Poliakoff is well aware of the post-Birt climate in which he is now working: too much damage was done to creative drama by the suits with their "Producer's Choice" - which translated as a mission to downsize or tame the unreliable creatives. The BBC now has a bad conscience. "In the past few years there had been a huge shrinkage in drama output," Poliakoff says. "There was a department that used to be called television plays. It completely vanished one summer, unmourned and largely unremarked by the media. It was the destruction of the single film or play. I was surprised they got away with it, but they did. John Birt should be forever ashamed.

He continues: "It will be interesting to see what happens next in drama. There is a will at the BBC to make good drama, and at Channel 4 too. For the first time there is a senior executive [Thompson] interested in writing. The BBC was passionate to make this."

The corporation is certainly giving the new serial formidable backing: it is being heavily trailed, with a documentary on Poliakoff's life and work preceding transmission. His acclaimed 1980 TV drama Caught on a Train is also being repeated.

The favourable public and critical reaction to Shooting the Past encouraged the BBC to give him complete freedom. "The press rose to that occasion," Poliakoff says grandly. So, it must be said, did the BBC. It could not have failed to identify the target of the serial. Shooting the Past featured corporate figures - tactfully described as American - buying an old-style British photo library with the intention of dumping its 10m photographs and turning it into a business school. In 1988 the BBC decided storage space was too valuable to be cluttered up with old photographs and sold its photo archive for a derisory sum to a cable entrepreneur.

Perfect Strangers once again delves into souvenirs of the past. "That famous quote, 'The past is a foreign country: they do things differently there,' is not true. We overestimate the differences," says Poliakoff. The story of a monstrous family reunion in a posh hotel is inspired by his own experience after the death of his father. "I went into the great ballroom," he says, "and I hardly knew anyone, although they were all related to me."

In Perfect Strangers the "pedigree hunter" Stephen (Anton Lesser), designer of the family tree, hangs a souvenir on each branch that the guests obsessively unravel. The ailing black sheep of the family, played by Michael Gambon, uncovers a remarkable hidden truth about his austere father: what is this amazing home movie showing him cavorting on the lawn while the little boy looks on? And who was he dancing for? His wife goes merrily in search of a distinguished ancestor, and their son discovers he is the eternal go-between when he attempts to heal old wounds. And there is the Holocaust survivor who had to create a whole new family history to survive.

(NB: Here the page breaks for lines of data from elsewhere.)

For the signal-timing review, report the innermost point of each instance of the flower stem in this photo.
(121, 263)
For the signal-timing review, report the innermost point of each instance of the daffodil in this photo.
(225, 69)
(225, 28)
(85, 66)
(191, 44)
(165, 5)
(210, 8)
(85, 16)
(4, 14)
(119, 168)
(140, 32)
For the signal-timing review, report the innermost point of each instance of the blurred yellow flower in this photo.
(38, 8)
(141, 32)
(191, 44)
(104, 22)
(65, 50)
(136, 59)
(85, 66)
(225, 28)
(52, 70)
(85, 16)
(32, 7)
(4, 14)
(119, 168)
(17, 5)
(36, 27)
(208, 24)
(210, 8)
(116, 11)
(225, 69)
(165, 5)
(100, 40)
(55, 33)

Poliakoff has a passion for scrutinising the past like a forensic scientist. He discovers crimes there - mostly of concealment and wondrous insights - that transform the memory of a person. But it is the concealment and distortion that concern him most, particularly those of the war years, although he was born in 1952. "We were, of course, brainwashed all through the war," he says. "But people were kept in ignorance long after there was no longer a need to suppress the truth. We have quite recently discovered how near we came to oblivion. What damage was done in terms of understanding the place were we live?"

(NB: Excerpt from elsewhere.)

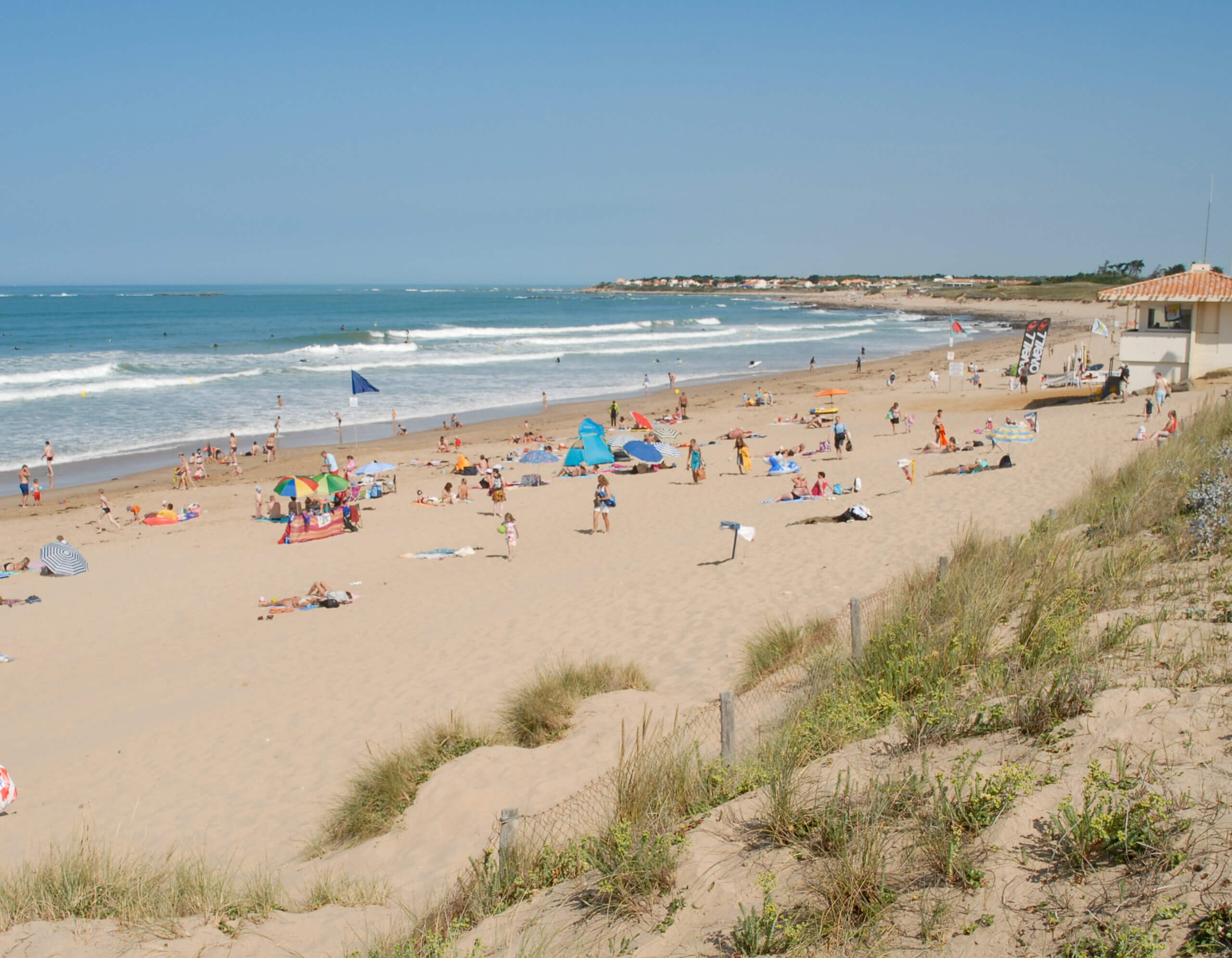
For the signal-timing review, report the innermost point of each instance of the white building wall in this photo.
(1155, 351)
(1213, 339)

Poliakoff regrets that he left it too late to find out about his own father's early life. "He was obsessed with his Russian childhood. He had a flat on Red Square and the revolution must have gone on under his window. He was an inventor and helped make the first automatic telephone exchange for the Lenin regime. Even though he fled Stalin, he was regarded as one of the fathers of Soviet technology. He was also one of the first people who caught sound on film. He was a very good storyteller. You had to sit listening to every exact detail before you got to the point - but it was always worth waiting for."

There is no mistaking the message to the viewers: sit quiet now, don't fidget - it will be worth it in the end.